How Not to Assess the Situation

Grading and testing have gone astray, but eliminating student performance measures is the wrong prescription
Cover of "Off the Mark" by Jack Schneider and Ethan L. Hutt

Off the Mark: How Grades, Ratings, and Rankings Undermine Learning (but Don’t Have To)
by Jack Schneider and Ethan L. Hutt
Harvard University Press, 2023, $29.95; 296 pages

As reviewed by Adam Tyner

In the years since the Covid-19 outbreak, the grades and test scores that anchor our education system have been relentlessly disrupted. As the pandemic swept the globe, American schools canceled annual standardized testing, college admissions went “test-optional,” and students were offered “hold harmless” policies that prevented their grades from dropping, regardless of whether they completed assignments or even attended virtual classes. Most end-of-year testing returned to K–12 schools in 2021, but much of the “assessment holiday” has endured. Most colleges continue not to require SAT or ACT scores, states are eliminating high school graduation tests, and grading standards have slipped to their lowest levels on record. States and districts are fueling grade inflation through policies that, in the name of equity, prohibit penalties for late work, recalibrate grading scales in ways that make passing easier, require teachers to assign credit for assignments that aren’t turned in, and even eliminate grading penalties for cheating.
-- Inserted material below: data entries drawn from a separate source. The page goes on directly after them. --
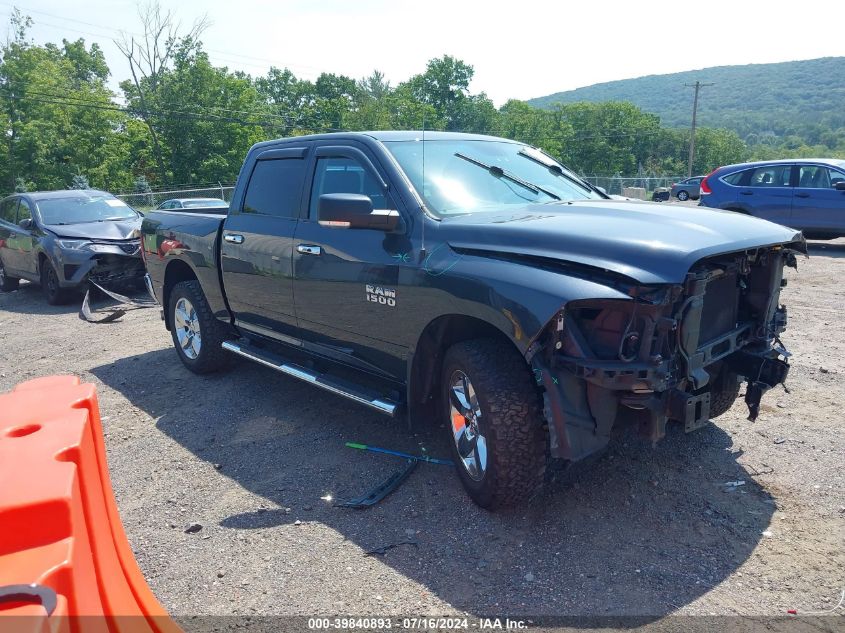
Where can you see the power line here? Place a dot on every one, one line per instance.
(697, 85)
(218, 53)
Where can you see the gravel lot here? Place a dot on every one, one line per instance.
(643, 530)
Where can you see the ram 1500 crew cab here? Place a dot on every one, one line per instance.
(475, 282)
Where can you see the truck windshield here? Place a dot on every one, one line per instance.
(473, 176)
(82, 209)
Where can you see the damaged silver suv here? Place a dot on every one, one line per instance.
(62, 239)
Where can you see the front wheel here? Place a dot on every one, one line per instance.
(7, 284)
(492, 411)
(196, 333)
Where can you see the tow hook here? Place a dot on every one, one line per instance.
(762, 373)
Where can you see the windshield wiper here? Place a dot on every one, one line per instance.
(498, 172)
(555, 169)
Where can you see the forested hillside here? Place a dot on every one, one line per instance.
(785, 105)
(178, 120)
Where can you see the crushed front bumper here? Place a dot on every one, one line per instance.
(111, 264)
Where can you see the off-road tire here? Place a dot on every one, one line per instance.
(53, 292)
(511, 421)
(724, 393)
(7, 284)
(212, 357)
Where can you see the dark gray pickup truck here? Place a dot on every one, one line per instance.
(476, 283)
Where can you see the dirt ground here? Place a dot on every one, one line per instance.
(645, 530)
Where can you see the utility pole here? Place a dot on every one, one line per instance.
(697, 85)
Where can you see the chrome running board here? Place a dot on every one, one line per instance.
(324, 381)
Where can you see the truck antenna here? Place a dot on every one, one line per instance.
(422, 201)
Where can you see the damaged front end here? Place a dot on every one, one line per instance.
(109, 263)
(669, 352)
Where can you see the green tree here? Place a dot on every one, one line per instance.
(58, 113)
(80, 181)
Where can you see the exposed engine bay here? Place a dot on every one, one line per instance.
(670, 352)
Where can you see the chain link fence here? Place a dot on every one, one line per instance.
(616, 184)
(144, 201)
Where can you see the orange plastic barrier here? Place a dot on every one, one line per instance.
(59, 526)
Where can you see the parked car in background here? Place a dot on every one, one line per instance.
(687, 188)
(490, 291)
(61, 239)
(661, 194)
(193, 203)
(807, 194)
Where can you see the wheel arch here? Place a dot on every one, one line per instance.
(177, 270)
(427, 359)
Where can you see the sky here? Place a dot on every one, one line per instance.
(519, 49)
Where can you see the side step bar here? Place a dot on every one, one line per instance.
(382, 405)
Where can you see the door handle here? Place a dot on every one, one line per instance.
(308, 249)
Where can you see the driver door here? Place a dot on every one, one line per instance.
(348, 302)
(24, 242)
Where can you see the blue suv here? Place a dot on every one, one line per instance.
(806, 194)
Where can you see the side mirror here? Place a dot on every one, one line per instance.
(354, 211)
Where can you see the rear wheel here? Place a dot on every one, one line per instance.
(7, 284)
(53, 292)
(196, 333)
(493, 418)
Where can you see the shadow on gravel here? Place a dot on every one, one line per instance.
(641, 531)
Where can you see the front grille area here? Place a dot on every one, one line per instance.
(721, 305)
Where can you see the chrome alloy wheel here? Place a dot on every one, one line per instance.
(465, 415)
(187, 325)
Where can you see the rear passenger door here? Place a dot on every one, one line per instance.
(817, 205)
(346, 280)
(257, 243)
(767, 193)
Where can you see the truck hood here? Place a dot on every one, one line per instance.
(648, 242)
(108, 230)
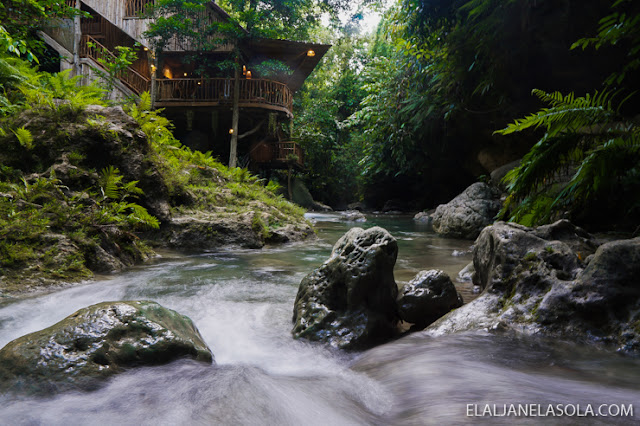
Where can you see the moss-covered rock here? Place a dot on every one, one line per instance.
(427, 297)
(61, 219)
(349, 301)
(96, 342)
(546, 280)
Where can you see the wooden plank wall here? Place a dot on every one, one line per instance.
(115, 11)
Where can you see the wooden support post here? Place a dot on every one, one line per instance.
(154, 67)
(77, 36)
(233, 154)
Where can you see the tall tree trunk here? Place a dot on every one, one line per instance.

Into this accountability recession arrives a new book arguing that the idea of holding students accountable through measures such as grades and test scores is inherently misguided. Penned by Jack Schneider and Ethan Hutt, two education-school-based researchers, Off the Mark is an ambitious volume combining history, policy analysis, and prescriptive recommendations. The authors evaluate the key “assessment technologies” of modern education systems—course grades and external tests—arguing that their presence undermines the aims of education. Although many of the book’s recommendations are sensible, its grandest claims are unsupported by research or contradicted by it.

The role of grades and tests in our education system does need better grounding in theory. Many education writers and researchers assume that these measures serve a single purpose, such as predicting postsecondary success, or that they matter only to one set of stakeholders, such as parents. Schneider and Hutt explain that many measures emerged to serve one role but now have multiple functions and stakeholders. The authors offer a helpful mnemonic for sorting out the stakeholders, explaining that the assessment strategies convey both “short-haul” messages to parents and students and “long-haul” messages to institutions such as colleges.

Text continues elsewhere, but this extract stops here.